ささやんの天邪鬼 座右の迷言

世にはばかる名言をまな板にのせて、迷言を吐くエッセイ風のブログです。

孤独について(ご挨拶と自己紹介にかえて)

2015-08-06 14:36:52 | 日記
ブログを書くとは、他者との関係を前提として、その関係を豊かにしようとする行為だと言えるだろう。これに対して、他者との関係がない状態、あるいはそういう関係が見いだせない状態を孤独と呼ぶとすれば、私は数年前、一度に二つも孤独の条件をかかえこんだことになる。一つは定年退職によるものだが、定年の二年ほど前に自ら希望して早期退職したので、退職がもたらした孤独の条件は、私が自ら選び取ったものだと言ったほうがよい。
 孤独の条件をもたらしたもう一つは、病である。
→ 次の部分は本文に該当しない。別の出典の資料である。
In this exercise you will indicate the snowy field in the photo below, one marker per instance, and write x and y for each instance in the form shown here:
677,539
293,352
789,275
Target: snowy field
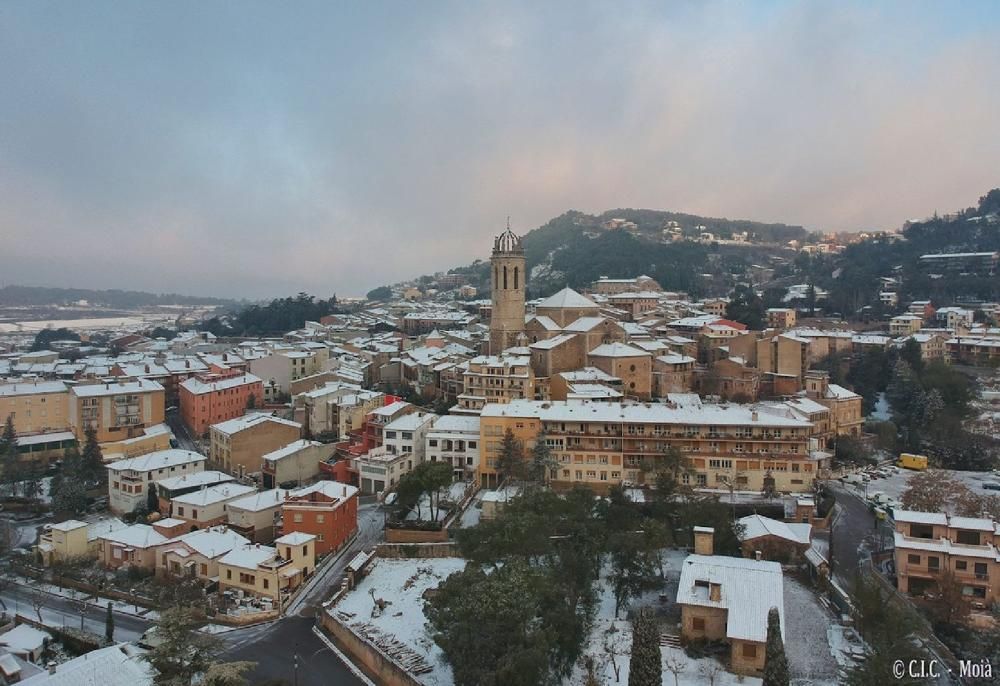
402,583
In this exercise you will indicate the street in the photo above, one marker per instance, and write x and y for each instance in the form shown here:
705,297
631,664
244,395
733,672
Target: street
273,646
60,611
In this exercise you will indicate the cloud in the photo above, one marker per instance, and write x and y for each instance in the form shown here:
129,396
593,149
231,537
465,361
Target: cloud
252,151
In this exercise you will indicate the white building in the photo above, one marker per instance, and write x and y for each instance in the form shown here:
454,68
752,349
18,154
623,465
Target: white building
455,439
128,480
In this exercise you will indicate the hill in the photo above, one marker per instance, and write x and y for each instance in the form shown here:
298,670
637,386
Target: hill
575,249
39,296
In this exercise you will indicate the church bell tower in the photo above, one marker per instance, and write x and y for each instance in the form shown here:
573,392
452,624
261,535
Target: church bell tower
507,318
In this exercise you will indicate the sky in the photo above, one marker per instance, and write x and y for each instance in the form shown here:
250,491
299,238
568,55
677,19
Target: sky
251,149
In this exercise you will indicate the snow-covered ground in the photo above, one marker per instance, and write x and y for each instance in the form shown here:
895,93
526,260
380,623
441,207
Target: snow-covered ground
894,485
402,584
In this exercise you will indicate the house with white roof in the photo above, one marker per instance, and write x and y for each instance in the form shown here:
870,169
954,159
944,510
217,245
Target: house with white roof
206,507
728,599
130,479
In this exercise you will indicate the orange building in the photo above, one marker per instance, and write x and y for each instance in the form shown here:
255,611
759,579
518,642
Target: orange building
208,399
327,509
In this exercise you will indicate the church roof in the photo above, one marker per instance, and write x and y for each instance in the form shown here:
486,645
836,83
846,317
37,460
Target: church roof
568,298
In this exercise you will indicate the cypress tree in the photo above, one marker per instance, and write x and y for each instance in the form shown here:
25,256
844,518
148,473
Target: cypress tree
109,626
645,668
775,662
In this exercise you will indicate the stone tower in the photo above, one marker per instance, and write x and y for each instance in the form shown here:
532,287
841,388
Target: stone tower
507,318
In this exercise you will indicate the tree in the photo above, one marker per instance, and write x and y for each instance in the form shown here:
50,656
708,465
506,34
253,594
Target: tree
510,464
645,668
70,496
746,307
91,459
228,673
380,293
109,625
182,652
775,661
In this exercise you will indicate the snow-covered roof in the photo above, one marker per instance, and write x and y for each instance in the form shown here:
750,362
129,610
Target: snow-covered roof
567,298
748,590
161,459
261,500
134,536
198,387
247,421
756,526
617,349
658,413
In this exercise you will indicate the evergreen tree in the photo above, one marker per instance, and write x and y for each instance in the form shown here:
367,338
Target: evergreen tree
645,668
510,464
775,662
109,626
92,460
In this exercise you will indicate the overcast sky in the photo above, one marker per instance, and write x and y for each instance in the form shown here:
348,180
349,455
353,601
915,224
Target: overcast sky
244,149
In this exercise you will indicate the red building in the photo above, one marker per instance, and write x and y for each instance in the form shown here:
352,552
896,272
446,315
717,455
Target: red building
327,509
208,399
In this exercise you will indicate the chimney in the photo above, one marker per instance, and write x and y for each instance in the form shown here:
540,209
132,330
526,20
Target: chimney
704,543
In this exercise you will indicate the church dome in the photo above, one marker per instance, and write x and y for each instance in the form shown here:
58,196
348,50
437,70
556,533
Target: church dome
508,241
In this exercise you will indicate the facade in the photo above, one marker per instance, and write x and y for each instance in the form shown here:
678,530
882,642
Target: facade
268,572
208,399
238,445
206,507
931,545
116,410
508,285
37,407
780,318
455,439
728,599
600,444
493,379
327,510
296,462
130,480
256,516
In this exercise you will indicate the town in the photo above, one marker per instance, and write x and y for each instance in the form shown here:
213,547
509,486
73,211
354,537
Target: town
729,489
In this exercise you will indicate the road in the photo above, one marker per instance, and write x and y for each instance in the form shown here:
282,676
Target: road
273,646
60,611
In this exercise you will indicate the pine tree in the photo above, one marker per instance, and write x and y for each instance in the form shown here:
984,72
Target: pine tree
775,662
92,460
645,668
109,626
510,464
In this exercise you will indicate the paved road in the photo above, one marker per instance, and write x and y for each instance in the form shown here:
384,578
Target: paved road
273,646
59,611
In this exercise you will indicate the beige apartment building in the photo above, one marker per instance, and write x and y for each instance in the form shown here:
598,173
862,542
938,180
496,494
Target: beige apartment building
601,444
36,407
493,379
930,545
117,410
238,446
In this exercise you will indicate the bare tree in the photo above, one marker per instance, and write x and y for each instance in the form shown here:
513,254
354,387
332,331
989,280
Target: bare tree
711,671
676,666
38,602
614,648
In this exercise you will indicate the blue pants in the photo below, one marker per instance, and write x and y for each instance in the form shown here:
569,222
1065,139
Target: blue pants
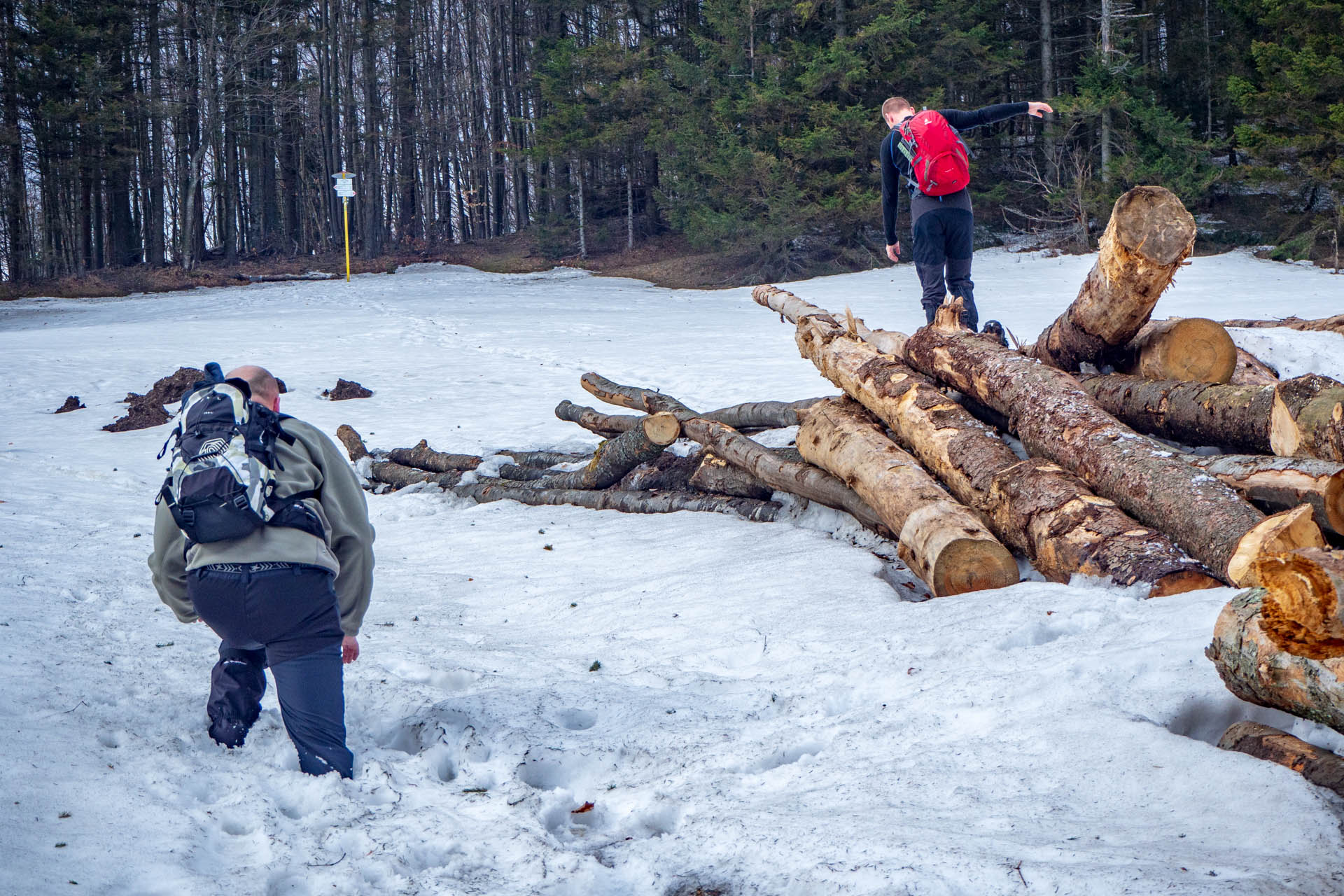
944,248
286,618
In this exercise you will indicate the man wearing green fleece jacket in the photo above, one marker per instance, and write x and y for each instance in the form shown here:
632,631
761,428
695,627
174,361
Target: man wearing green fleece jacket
280,597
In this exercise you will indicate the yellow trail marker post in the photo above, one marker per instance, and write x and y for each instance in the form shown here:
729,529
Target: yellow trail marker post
346,188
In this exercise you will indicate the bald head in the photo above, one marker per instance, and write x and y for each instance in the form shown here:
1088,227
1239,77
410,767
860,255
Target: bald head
264,386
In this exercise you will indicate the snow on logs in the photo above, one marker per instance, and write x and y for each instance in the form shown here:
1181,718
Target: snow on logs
942,542
1301,416
1057,419
1034,507
1148,237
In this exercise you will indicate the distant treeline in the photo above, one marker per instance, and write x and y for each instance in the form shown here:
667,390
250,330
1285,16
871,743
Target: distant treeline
169,131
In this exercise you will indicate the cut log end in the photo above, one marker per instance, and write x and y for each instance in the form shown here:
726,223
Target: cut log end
1182,582
1154,223
1301,612
662,428
1277,533
972,564
1193,348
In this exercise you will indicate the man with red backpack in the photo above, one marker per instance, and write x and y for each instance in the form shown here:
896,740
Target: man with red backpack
925,148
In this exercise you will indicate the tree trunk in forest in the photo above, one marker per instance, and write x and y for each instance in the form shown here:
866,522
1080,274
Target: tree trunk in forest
1144,245
1319,766
1323,324
1257,671
1301,612
1282,482
1180,348
1252,371
1034,507
617,457
715,475
942,542
1056,418
1303,416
早期退職とほぼ時期を等しくして、私は脳卒中(脳出血)に見舞われ、半年ほど入院を余儀なくされた。
 医師や看護師、それにリハビリの療法士としか接する機会がなく、私はそれ以外の一日の大半をじっと病室のベッドに横たわって過ごした。孤島の浜辺に打ち寄せられた小舟のように、ただただ時が過ぎるのをやり過ごすだけの半年の間、私は「自分は孤独だ」という茫漠とした思いにとらわれた。けれどもその思い、いわゆる孤独感は、さほど私を苦しめなかった。孤独感に伴うはずの寂しさも、あまり感じなかった。「孤独は優れた精神の持ち主の運命である」(ショウペンハウアー)とか、「真の幸福は孤独なくしてはありえない」(チェーホフ)などと思ったわけではない。逆に私はそういう言葉にどこか嘘っぽさを感じ、消化不良のような軽い違和感を感じていた。
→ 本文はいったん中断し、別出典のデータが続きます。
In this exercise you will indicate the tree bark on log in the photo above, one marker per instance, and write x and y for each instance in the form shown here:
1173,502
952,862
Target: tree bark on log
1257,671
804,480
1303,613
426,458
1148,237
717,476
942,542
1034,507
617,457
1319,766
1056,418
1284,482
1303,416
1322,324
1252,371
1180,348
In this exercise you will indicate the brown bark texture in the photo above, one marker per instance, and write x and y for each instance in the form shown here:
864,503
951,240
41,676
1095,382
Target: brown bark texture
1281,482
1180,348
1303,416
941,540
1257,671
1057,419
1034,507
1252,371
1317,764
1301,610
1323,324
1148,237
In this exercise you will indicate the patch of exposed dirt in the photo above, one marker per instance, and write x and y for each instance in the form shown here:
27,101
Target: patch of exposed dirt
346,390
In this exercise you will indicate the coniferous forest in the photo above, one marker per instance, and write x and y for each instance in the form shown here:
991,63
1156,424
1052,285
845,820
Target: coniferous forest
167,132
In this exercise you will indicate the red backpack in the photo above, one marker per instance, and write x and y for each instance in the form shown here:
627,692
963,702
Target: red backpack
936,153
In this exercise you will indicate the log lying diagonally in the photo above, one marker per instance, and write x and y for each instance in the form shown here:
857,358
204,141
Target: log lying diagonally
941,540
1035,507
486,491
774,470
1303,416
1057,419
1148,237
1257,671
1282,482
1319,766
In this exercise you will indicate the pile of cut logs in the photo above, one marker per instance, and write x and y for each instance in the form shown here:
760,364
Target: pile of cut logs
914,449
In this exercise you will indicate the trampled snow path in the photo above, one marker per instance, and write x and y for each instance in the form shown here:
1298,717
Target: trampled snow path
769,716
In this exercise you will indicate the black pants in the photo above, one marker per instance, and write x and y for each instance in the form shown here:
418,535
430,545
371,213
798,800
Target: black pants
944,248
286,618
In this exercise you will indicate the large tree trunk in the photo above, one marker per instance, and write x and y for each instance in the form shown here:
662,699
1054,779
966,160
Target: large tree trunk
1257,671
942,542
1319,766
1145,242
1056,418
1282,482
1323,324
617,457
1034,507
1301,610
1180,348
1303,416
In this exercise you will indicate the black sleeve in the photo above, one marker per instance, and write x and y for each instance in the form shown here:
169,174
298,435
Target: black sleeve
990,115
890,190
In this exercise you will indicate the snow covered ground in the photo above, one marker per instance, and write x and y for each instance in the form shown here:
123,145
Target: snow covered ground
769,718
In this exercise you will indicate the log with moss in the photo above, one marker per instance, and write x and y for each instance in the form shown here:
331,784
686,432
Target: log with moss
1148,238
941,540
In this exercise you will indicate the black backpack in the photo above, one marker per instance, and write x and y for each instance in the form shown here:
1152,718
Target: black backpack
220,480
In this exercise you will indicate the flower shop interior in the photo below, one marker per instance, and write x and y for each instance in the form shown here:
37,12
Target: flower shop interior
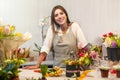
30,19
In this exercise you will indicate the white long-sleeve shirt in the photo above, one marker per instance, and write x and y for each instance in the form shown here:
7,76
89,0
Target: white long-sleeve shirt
76,31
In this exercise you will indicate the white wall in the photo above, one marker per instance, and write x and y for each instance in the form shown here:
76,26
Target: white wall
95,16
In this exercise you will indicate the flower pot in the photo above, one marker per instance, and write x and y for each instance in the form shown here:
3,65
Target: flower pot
104,73
118,73
15,78
43,78
113,54
72,70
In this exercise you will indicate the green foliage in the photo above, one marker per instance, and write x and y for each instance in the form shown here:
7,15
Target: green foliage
37,47
44,69
10,68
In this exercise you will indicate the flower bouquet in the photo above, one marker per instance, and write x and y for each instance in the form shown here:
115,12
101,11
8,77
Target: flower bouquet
89,57
10,71
112,42
104,71
9,39
117,68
 病室のベッドで私が感じていたのは、奇妙な安堵感である。それは言ってみれば、長いレースを終えて重荷を下ろした思いに近かった。これであの煩わしい職場の人間関係から、やっと解放されたのだなあ・・・・。そう感じたのである。妬みとそねみが渦巻き、マウンティングや種々のハラスメントが常態化している粘着質の、あのねちねちどろどろした人間関係が、私は嫌で仕方がなかった。私が早期退職を選んだのも、そういう人間関係から一刻も早く抜け出したい、という思いが日増しに強くなってきたからである。
 ともあれ病床の私は、熱を出したために早退が許されてほっとしている、学校嫌いの小学生のようであった。